The current generation of retirees represents a diverse group. Members of the so-called “silent generation” are now in their 70s and 80s, but they are now joined daily by a significant number of Baby Boomers, the oldest of which are now in their late 60s. They have seen market booms and busts, and many have survived well enough financially to live off of their savings. Those people and others still pursuing the goal of a sustainable retirement have been presented with an enormous amount of information from financial advisors and financial media. Who could blame them if they felt a bit bewildered at this point?

The most vital and pervasive issue these investors will face in the next decade is how to wring out enough income from the savings they have amassed to maintain or enhance their lifestyle. They have prodded along, building wealth under a reasonable assumption: that when they finally reached the stage where they could enjoy the fruits of their labor, they could be largely sheltered from market volatility and earn a steady and sufficient level of income from their investments.
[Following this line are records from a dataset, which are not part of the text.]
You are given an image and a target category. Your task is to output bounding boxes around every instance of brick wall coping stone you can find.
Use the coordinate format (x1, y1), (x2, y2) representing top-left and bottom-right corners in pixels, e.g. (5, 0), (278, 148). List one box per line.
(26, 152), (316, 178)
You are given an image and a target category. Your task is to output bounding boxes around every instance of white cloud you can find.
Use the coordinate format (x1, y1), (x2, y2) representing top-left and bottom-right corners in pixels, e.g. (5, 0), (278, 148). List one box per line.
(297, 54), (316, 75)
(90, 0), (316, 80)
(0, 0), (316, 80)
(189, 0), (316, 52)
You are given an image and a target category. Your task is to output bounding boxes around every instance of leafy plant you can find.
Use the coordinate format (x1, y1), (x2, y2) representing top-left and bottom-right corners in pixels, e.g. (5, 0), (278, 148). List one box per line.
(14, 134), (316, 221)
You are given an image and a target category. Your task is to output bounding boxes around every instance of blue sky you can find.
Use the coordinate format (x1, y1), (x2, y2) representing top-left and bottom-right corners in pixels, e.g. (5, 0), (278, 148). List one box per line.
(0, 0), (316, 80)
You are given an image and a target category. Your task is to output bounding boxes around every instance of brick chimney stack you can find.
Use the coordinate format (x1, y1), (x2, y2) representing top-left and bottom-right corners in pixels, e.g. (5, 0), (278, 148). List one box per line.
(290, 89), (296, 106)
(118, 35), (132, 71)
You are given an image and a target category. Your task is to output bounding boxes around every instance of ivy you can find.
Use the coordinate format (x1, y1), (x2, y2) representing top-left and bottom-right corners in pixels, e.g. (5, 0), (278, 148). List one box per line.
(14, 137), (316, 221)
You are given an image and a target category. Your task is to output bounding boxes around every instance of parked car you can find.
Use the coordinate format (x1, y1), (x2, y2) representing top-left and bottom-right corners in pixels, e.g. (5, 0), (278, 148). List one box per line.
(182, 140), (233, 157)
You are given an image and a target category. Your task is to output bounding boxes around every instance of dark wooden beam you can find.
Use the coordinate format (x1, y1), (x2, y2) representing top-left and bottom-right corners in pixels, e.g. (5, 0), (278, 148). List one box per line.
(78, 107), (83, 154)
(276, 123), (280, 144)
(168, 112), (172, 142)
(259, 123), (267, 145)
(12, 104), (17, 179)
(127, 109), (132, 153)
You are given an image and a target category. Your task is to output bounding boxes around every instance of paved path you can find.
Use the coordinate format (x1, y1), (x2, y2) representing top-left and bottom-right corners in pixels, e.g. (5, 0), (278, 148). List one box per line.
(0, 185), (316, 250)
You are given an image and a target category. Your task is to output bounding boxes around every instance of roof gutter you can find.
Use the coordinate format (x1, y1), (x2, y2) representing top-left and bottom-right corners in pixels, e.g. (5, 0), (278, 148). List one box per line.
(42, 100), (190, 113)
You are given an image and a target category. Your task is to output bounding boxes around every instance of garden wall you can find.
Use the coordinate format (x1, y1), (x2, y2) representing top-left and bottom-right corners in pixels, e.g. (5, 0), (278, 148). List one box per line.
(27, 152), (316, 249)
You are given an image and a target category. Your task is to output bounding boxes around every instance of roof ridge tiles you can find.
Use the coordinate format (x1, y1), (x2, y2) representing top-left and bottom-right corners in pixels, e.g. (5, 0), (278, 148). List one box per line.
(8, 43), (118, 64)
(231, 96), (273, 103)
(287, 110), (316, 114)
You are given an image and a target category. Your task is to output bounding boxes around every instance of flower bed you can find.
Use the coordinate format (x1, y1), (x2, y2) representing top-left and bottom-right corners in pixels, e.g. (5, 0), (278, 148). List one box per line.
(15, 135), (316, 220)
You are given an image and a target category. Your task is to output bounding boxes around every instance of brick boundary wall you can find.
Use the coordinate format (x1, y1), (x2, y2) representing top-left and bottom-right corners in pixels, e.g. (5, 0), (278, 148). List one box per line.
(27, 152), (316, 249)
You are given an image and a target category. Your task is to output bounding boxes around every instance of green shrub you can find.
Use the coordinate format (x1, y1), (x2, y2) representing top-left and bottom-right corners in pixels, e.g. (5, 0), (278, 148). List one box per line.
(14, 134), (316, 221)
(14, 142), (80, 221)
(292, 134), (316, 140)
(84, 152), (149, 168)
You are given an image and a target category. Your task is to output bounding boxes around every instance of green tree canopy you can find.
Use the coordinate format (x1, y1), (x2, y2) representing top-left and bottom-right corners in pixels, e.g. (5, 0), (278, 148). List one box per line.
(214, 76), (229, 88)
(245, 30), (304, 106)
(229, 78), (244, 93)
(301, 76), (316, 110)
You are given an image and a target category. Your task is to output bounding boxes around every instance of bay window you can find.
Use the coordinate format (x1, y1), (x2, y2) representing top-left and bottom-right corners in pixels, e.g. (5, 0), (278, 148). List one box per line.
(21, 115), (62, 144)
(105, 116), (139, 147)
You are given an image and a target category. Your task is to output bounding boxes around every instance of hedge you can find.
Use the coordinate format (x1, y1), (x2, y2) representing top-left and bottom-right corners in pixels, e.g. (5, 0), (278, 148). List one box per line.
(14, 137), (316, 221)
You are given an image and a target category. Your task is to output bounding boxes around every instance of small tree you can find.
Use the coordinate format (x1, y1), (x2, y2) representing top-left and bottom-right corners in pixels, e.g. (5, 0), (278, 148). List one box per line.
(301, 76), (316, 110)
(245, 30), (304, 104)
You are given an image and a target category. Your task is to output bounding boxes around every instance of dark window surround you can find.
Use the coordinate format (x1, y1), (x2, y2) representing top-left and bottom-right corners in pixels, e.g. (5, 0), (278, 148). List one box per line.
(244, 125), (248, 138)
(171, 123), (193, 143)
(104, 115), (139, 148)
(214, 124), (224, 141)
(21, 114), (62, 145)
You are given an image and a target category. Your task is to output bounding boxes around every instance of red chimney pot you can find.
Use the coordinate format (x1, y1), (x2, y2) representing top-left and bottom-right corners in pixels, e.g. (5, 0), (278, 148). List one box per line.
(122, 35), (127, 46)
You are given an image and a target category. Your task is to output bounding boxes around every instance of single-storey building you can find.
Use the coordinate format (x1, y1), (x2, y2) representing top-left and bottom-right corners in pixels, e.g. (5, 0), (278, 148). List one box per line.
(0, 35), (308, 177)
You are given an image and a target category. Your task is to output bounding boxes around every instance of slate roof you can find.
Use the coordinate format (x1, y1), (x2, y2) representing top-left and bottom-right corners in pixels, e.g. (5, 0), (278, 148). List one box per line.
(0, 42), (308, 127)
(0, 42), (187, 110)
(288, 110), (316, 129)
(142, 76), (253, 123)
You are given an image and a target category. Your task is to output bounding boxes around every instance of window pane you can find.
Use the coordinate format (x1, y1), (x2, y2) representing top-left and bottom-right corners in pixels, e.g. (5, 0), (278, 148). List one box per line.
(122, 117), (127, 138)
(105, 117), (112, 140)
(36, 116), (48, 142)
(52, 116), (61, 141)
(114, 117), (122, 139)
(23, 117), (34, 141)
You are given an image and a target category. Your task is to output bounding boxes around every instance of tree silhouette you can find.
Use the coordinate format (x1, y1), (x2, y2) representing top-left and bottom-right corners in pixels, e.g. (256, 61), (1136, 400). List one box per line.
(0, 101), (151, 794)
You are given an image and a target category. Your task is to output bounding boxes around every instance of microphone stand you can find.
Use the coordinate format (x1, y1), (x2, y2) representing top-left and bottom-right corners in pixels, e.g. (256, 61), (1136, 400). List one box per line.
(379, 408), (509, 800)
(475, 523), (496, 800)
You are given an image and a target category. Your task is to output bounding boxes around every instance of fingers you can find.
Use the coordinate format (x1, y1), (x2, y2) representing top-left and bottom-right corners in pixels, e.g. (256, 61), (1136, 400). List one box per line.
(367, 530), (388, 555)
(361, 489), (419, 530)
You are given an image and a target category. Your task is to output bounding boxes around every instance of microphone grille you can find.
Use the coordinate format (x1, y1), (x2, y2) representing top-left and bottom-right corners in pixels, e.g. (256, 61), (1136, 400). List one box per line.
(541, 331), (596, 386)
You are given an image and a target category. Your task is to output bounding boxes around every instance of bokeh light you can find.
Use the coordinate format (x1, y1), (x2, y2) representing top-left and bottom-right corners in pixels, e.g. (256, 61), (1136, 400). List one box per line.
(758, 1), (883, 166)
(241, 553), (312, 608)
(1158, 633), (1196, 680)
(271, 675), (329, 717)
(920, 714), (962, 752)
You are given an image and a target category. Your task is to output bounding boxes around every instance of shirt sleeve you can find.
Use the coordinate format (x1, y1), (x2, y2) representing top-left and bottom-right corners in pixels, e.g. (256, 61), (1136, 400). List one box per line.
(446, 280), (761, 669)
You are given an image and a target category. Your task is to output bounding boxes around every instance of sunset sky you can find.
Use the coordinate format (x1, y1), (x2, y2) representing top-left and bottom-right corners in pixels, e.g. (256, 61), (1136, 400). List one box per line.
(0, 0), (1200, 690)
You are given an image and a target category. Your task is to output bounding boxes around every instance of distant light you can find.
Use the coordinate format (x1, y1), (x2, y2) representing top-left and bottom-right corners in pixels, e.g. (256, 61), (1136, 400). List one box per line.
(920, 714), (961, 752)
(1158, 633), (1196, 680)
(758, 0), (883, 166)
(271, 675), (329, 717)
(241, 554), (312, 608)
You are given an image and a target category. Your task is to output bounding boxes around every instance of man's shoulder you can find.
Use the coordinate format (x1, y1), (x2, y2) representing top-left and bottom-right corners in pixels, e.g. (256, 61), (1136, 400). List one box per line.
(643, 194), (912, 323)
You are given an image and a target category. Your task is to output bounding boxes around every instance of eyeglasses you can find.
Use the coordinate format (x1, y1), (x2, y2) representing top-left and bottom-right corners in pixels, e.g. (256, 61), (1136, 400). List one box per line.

But something happened on the way to retirement paradise…financial instruments they have perceived as “safe” and able to produce an acceptable level of income, have morphed into low-return investments with new and unfamiliar risks. Specifically, the market for “high quality bonds” (Treasuries, Municipals and Corporates) does not at all resemble what they are accustomed to. They benefitted from tremendous market tailwinds for both stocks and bonds in the 1980s and 1990s. But the financial crisis of 2007-2009 and its aftermath have made it more apparent to them that investment markets, particularly for income, have changed. This requires retirees, pre-retirees and their financial advisors to be far more flexible in their investment approach, or risk major disappointment at a time of their lives where they cannot go back and make the money all over again.